This is the first article in a two-part series that examines the performance benefits of using Domino clusters. This article first introduces you to Domino clusters, focusing on those aspects that relate to performance. Then, it looks at our performance testing of Domino R4.6 clusters. The second article looks at our performance testing of Domino R5 clusters, including data on the Internet Cluster Manager and cluster replication.

As you'll see in this article, our performance tests of Domino R4.6 clusters involved various system configurations. In these tests, we examined different evaluation scenarios and saw how each configuration measured up under a particular workload. These evaluation scenarios helped us draw conclusions about the following aspects of performance:

The test data comes from a variety of groups, including IBM's Distributed Systems Performance Analysis department in Austin, Texas; the Iris Performance group; and the IBM Lotus Integration Center (ILIC), which supports all Lotus products in-the-field, including Domino clustering. We hope that you'll be able to use some of our conclusions to put clustering to work for you.

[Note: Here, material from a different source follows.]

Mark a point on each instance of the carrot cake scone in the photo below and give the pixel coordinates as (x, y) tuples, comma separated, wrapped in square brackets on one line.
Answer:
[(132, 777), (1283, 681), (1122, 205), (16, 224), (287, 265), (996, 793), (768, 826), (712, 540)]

What is Domino clustering?
A Domino cluster links multiple Domino servers together so that they appear as one resource from the client perspective. The cluster functions as a “single” provider of resources, enabling client requests to be processed in a timely manner. If any given server is unavailable or too busy at the time the request arrives, the cluster transparently passes the request to a server capable of handling the work. The cluster members can be on a mixture of the supported Domino platforms, including Windows NT and various UNIX systems, IBM AS/400, MVS, or OS/2. The clusters support Notes clients as well as Web browser clients.

Domino clustering is accomplished entirely at the application level. No special hardware is needed. With clustering, multiple copies of databases on multiple servers provide high availability. In addition, Domino distributes the workload between the cluster members (called workload balancing), allowing for lower overall response times and more consistency in response times during peak intervals.

In a Domino cluster, if one member of the cluster fails, another member of the cluster transparently assumes the failing member's workload. This action is called failover. Domino servers provide failover to clients by redirecting requests to another server in the cluster that has a replica of the database needed to service the request. (For information on when cluster failover occurs, see the Domino Administration Help.) Redirection is a function of the Cluster Manager. The Cluster Manager tracks cluster membership and the status of all clustered servers. Individual cluster members may be located in the same room, or in locations around the world.

Domino clusters replicate database changes as the changes occur to all replica copies of the database. This synchronization of cluster components is key to Domino’s high availability. This style of replication is referred to as event-driven (immediate) replication, in contrast to standard replication that occurs on a schedule. Event-driven replication is a function of the Cluster Replicator.

Other clustering solutions, such as Microsoft Clusters (Wolfpack), provide failover of databases to other cluster members using only a single instance of the database. The two cluster members share the same RAID set. If the database is inaccessible because the disk drive or RAID set is down, failover cannot occur. In Microsoft Clusters, the database fails over only at the hardware level. Plus, because Microsoft Clusters only have a single copy of the database, you cannot distribute databases geographically for "hot site" failover.

About workload balancing
Domino clusters provide workload balancing by redistributing user requests to an overloaded server to other servers in the cluster that have available capacity. To optimize the workload balancing, you can use the following three techniques:

1. Make sure that you distribute databases evenly in the cluster.
When a server in the cluster fails or becomes overloaded, user requests automatically redirect to other servers in the cluster. Ideally, this load should be spread equally across all other servers in the cluster. However, this can only happen when replicas of the databases on the failed server are spread roughly equally across the other servers in the cluster. For an example of how to distribute databases in a cluster, see "Workload balancing with Domino clusters."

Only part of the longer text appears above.